First Normal Form (1NF)
A table is in First Normal Form (1NF) if it adheres to the most basic set of database organization rules. The primary goal of 1NF is to eliminate repeating groups within a table and ensure atomic data values.
- Each column must contain only atomic (indivisible) values. This means no multi-valued attributes in a single cell.
- Each column must have a unique name.
- There are no repeating groups of columns.
- The order of data storage does not matter.
Example of a table violating 1NF (e.g., a 'PhoneNumbers' column containing multiple numbers separated by commas):
CREATE TABLE Customers (
CustomerID INT PRIMARY KEY,
Name VARCHAR(100),
PhoneNumbers VARCHAR(255) -- Violates 1NF if it holds '123-4567, 987-6543'
);
Second Normal Form (2NF)
A table is in Second Normal Form (2NF) if it meets the criteria for 1NF and all non-key attributes are fully functionally dependent on the primary key. This rule primarily applies to tables with composite primary keys (keys made up of two or more columns).
In simpler terms, no non-key attribute should be dependent on only a *part* of a composite primary key. If a non-key attribute can be determined by only one part of a composite key, it should be moved to a separate table.
Example: Consider an 'OrderDetails' table with (OrderID, ProductID) as a composite primary key. If ProductName and Price depend only on ProductID (a part of the key), they violate 2NF. Quantity, however, would depend on both OrderID and ProductID.
CREATE TABLE OrderDetails (
OrderID INT,
ProductID INT,
ProductName VARCHAR(100), -- Depends only on ProductID (partial dependency)
Price DECIMAL(10, 2), -- Depends only on ProductID (partial dependency)
Quantity INT,
PRIMARY KEY (OrderID, ProductID)
);
Third Normal Form (3NF)
A table is in Third Normal Form (3NF) if it is in 2NF and there are no transitive dependencies of non-key attributes on the primary key.
A transitive dependency occurs when a non-key attribute is dependent on another non-key attribute, which in turn is dependent on the primary key. If A determines B, and B determines C, then C is transitively dependent on A.
Example: In an 'Employees' table, if EmployeeID determines DepartmentID, and DepartmentID determines DepartmentName, then DepartmentName is transitively dependent on EmployeeID. To achieve 3NF, DepartmentName should be moved to a separate Departments table, with DepartmentID acting as a foreign key in the Employees table.
CREATE TABLE Employees (
EmployeeID INT PRIMARY KEY,
EmployeeName VARCHAR(100),
DepartmentID INT,
DepartmentName VARCHAR(100) -- Depends on DepartmentID, which depends on EmployeeID (transitive dependency)
);
Boyce-Codd Normal Form (BCNF)
Boyce-Codd Normal Form (BCNF) is a stricter version of 3NF. A table is in BCNF if and only if for every non-trivial functional dependency X → Y, X is a superkey.

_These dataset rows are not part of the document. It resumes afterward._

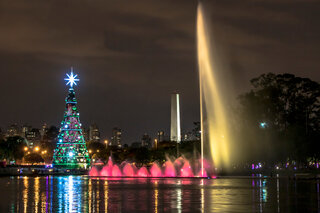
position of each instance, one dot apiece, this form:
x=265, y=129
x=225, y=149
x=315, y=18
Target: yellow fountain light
x=214, y=128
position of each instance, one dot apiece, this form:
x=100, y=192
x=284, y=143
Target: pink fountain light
x=143, y=172
x=155, y=170
x=186, y=170
x=180, y=168
x=170, y=171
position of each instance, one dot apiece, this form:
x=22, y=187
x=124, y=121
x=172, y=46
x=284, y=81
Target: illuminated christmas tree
x=71, y=150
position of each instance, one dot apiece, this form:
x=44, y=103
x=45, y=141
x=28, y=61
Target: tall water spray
x=214, y=126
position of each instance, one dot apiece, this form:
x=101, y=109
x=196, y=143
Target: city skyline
x=126, y=80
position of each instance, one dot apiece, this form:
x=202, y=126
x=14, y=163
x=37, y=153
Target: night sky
x=131, y=55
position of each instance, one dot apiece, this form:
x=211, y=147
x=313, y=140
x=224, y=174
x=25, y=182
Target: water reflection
x=83, y=194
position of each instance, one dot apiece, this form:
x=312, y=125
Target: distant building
x=136, y=145
x=94, y=133
x=146, y=141
x=85, y=133
x=13, y=130
x=160, y=136
x=43, y=131
x=116, y=137
x=25, y=129
x=175, y=133
x=33, y=137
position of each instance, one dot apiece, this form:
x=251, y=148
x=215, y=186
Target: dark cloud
x=131, y=55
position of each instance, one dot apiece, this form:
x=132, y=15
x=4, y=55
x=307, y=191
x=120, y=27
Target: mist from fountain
x=180, y=168
x=213, y=104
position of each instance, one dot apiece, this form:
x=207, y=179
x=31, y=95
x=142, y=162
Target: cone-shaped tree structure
x=71, y=150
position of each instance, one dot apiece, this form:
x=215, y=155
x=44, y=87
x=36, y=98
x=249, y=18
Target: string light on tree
x=71, y=150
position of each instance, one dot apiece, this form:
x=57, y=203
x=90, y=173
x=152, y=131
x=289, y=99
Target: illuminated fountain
x=214, y=129
x=180, y=168
x=214, y=126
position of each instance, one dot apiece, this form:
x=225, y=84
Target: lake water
x=85, y=194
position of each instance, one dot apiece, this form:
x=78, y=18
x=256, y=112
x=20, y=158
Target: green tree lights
x=71, y=150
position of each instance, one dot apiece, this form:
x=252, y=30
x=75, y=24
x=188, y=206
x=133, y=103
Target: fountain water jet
x=214, y=130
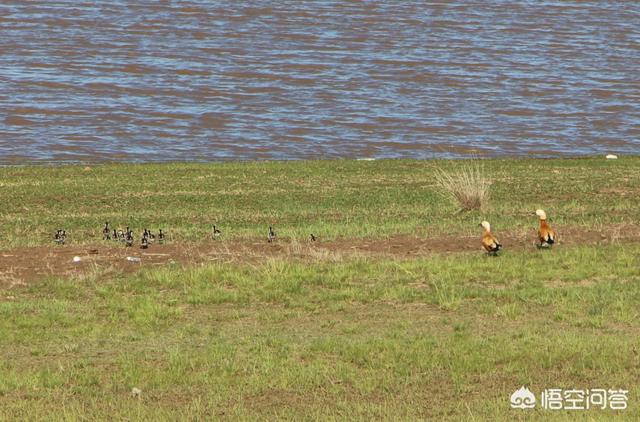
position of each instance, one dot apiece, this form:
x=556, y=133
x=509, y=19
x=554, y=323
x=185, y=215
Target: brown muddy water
x=290, y=79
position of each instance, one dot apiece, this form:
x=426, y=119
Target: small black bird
x=272, y=235
x=129, y=239
x=60, y=237
x=216, y=233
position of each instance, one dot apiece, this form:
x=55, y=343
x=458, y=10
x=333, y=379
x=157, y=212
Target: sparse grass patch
x=433, y=338
x=468, y=186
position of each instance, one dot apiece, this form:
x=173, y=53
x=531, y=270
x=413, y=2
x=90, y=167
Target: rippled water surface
x=289, y=79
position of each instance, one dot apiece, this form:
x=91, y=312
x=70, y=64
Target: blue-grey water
x=291, y=79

This implies that if a non-key attribute determines another attribute, the determining attribute must be a candidate key (or a superkey) itself. BCNF addresses certain anomalies that 3NF might miss, particularly in scenarios involving tables with multiple overlapping candidate keys.
- BCNF is generally considered to be a stronger form of 3NF.
- Most tables that are in 3NF are also in BCNF.
- The primary cases where a 3NF table might not be in BCNF involve tables with multiple, composite, and overlapping candidate keys where a non-key attribute determines part of a candidate key.
While BCNF aims for maximum data integrity, achieving it can sometimes lead to an excessive number of tables and complex joins. In practice, 3NF is often sufficient for most business applications, balancing data integrity with query performance.
Summary and Practical Considerations
| Normal Form | Key Rules |
|---|---|
| 1NF | Atomic values; no repeating groups |
| 2NF | 1NF + No partial dependencies on a composite primary key |
| 3NF | 2NF + No transitive dependencies on the primary key |
| BCNF | For every functional dependency X → Y, X must be a superkey |
While higher normal forms reduce data redundancy and improve integrity, they can also increase the number of tables, potentially leading to more complex queries and slower performance due to the need for more joins. The choice of normal form often involves a trade-off between strict data integrity and practical performance considerations. In some specific scenarios, a controlled degree of denormalization might be applied for performance optimization.